Sayonara, Sasebo: USS Bonhomme Richard leaves Japan after 6-year deployment
By JAMES BOLINGER | STARS AND STRIPES Published: April 18, 2018
SASEBO NAVAL BASE, Japan — The USS Bonhomme Richard has bid farewell to Japan, where it served as the flagship of Task Force 76 for the past six years.
The 844-foot amphibious-assault ship — which had been homeported at Sasebo since 2012 — set sail Wednesday afternoon for San Diego, where it will receive upgrades that include a new flight deck to allow it to carry the Marine Corps’ state-of-the-art F-35B Lighting II stealth fighter. Other improvements will include new weapons systems and radar and communication suites.
“Six years of presence. Six years of readiness and meeting their operational commitments. Six years of engaging with regional allies and helping advance their capabilities. I think that is the lasting legacy contribution to the Navy’s role here,” Rear Adm. Brad Cooper, Task Force 76 commander, told Stars and Stripes Wednesday.
The Bonhomme Richard has already been replaced by the amphibious-assault ship USS Wasp, which was retrofitted to launch the short-takeoffs and vertical-landing capable F-35B. It’s on its first patrol of the region since arriving in January at Sasebo, where the bulk of the ships in 7th Fleet’s amphibious force are based.
The Bonhomme Richard had been on patrol since just after Christmas, during which the crew — in coordination with an embarked 4th Marine Division Special Marine Air Ground Task Force — supported Thailand’s multinational Cobra Gold exercise in February.
Capt. Larry “Mac” McCullen, the Bonhomme Richard’s skipper, told Stars and Stripes Tuesday that the ship will participate in several exercises and possibly in some stateside Fleet Week activities before going to the yard.
McCullen pointed to the 2016 earthquakes in Kumamoto as the Bonhomme Richard’s most crucial mission in Japan.
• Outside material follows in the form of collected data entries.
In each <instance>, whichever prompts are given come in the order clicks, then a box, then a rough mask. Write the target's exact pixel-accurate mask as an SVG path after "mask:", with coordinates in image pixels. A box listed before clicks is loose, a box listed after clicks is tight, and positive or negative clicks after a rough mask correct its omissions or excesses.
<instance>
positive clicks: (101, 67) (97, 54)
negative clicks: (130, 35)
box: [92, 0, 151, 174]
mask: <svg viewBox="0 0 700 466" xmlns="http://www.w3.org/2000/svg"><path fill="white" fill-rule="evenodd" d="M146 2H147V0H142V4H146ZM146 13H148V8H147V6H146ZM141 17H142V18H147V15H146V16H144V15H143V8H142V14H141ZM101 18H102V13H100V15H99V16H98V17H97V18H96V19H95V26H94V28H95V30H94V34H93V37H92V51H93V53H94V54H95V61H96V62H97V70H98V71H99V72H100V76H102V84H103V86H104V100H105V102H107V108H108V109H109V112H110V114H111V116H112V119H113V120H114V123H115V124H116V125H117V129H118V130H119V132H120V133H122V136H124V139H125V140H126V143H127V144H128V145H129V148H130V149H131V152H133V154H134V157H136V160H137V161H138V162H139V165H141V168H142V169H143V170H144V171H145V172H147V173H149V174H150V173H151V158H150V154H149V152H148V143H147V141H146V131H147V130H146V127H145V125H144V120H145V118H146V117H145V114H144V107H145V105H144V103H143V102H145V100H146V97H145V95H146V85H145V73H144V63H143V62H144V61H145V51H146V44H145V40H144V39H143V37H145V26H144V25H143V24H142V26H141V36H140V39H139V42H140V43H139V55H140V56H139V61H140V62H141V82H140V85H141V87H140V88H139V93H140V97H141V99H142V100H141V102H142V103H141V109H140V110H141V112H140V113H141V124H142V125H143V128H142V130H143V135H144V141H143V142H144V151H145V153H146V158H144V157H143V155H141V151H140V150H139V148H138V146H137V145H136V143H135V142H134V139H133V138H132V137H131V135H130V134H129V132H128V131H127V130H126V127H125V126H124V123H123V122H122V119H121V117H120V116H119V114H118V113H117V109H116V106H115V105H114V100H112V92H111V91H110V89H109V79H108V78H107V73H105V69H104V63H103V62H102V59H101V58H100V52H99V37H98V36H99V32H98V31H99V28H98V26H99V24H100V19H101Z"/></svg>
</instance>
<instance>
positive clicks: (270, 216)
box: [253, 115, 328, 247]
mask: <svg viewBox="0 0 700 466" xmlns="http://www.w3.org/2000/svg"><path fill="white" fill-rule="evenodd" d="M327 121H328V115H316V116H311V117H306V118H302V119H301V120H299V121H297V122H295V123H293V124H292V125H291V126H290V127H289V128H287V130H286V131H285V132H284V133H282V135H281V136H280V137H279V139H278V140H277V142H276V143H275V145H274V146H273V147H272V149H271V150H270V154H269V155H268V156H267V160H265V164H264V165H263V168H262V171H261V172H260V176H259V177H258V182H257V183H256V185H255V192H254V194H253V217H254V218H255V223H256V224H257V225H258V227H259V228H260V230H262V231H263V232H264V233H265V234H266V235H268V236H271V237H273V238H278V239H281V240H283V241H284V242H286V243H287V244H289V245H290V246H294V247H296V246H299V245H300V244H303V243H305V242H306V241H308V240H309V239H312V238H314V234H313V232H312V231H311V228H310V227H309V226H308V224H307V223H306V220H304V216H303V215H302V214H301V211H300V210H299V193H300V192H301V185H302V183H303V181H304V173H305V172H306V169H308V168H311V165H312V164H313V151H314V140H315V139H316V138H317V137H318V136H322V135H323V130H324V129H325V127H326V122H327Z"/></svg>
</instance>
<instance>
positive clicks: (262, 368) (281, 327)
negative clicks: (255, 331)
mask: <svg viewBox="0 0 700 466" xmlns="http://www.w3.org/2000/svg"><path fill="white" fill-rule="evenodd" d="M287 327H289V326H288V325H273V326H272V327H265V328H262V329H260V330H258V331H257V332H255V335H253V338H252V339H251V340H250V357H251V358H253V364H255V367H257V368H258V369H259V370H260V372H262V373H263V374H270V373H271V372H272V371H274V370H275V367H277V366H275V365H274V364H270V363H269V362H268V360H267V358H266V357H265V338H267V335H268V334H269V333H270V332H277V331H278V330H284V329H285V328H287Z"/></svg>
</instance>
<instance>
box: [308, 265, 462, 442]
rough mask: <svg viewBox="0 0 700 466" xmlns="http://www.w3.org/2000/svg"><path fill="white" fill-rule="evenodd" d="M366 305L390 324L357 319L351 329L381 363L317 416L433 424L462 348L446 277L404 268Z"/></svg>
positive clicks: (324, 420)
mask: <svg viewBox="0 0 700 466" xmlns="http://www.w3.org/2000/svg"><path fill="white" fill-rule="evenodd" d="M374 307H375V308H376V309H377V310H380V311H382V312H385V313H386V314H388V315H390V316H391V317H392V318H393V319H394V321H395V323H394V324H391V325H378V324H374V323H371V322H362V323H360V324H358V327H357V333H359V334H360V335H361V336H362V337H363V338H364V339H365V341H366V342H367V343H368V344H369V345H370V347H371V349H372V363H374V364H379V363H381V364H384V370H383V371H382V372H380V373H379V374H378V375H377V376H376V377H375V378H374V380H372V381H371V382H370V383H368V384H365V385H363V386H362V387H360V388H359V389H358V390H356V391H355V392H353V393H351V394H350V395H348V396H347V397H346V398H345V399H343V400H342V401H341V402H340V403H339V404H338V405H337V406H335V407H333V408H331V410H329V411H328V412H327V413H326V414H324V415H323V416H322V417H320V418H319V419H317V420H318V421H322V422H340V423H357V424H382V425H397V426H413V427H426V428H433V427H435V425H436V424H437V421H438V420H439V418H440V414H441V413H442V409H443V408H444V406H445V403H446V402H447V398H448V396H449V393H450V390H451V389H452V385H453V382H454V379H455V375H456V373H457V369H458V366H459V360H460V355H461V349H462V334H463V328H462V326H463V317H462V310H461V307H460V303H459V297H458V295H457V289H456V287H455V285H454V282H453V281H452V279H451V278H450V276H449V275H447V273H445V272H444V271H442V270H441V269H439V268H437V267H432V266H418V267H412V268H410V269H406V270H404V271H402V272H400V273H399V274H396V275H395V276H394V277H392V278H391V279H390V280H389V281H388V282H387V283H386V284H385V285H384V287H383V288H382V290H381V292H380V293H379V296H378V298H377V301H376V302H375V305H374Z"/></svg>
A series of temblors, including a 7.0 mainshock, killed at least 50 people and injured about 3,000 others.
“We were very helpful in the Kumamoto earthquake; I’ll never forget that,” he said. “We went over to the Japanese ship Izumo and provided assistance to the [Osprey] that operated from that deck, making sure that food, water and things of that nature got in to the people of Kumamoto.”
Petty Officer 2nd Class Siara Poder, an aviation ordnanceman who has been with the Bonhomme Richard for four years, said the ship holds many memories for the sailors who have been aboard since it arrived in Japan.
She recalled a time when they had not deployed for nine months because of problems with the flight deck.
“We had to replace the no skid on the flight deck,” she said. “Afterward, when the captain gathered us together, he said something I’ll never forget: ‘I don’t know where we are going, but we are going somewhere!’”
That somewhere ended up being Malaysia — the first of many countries Poder has since visited with the Bonhomme Richard.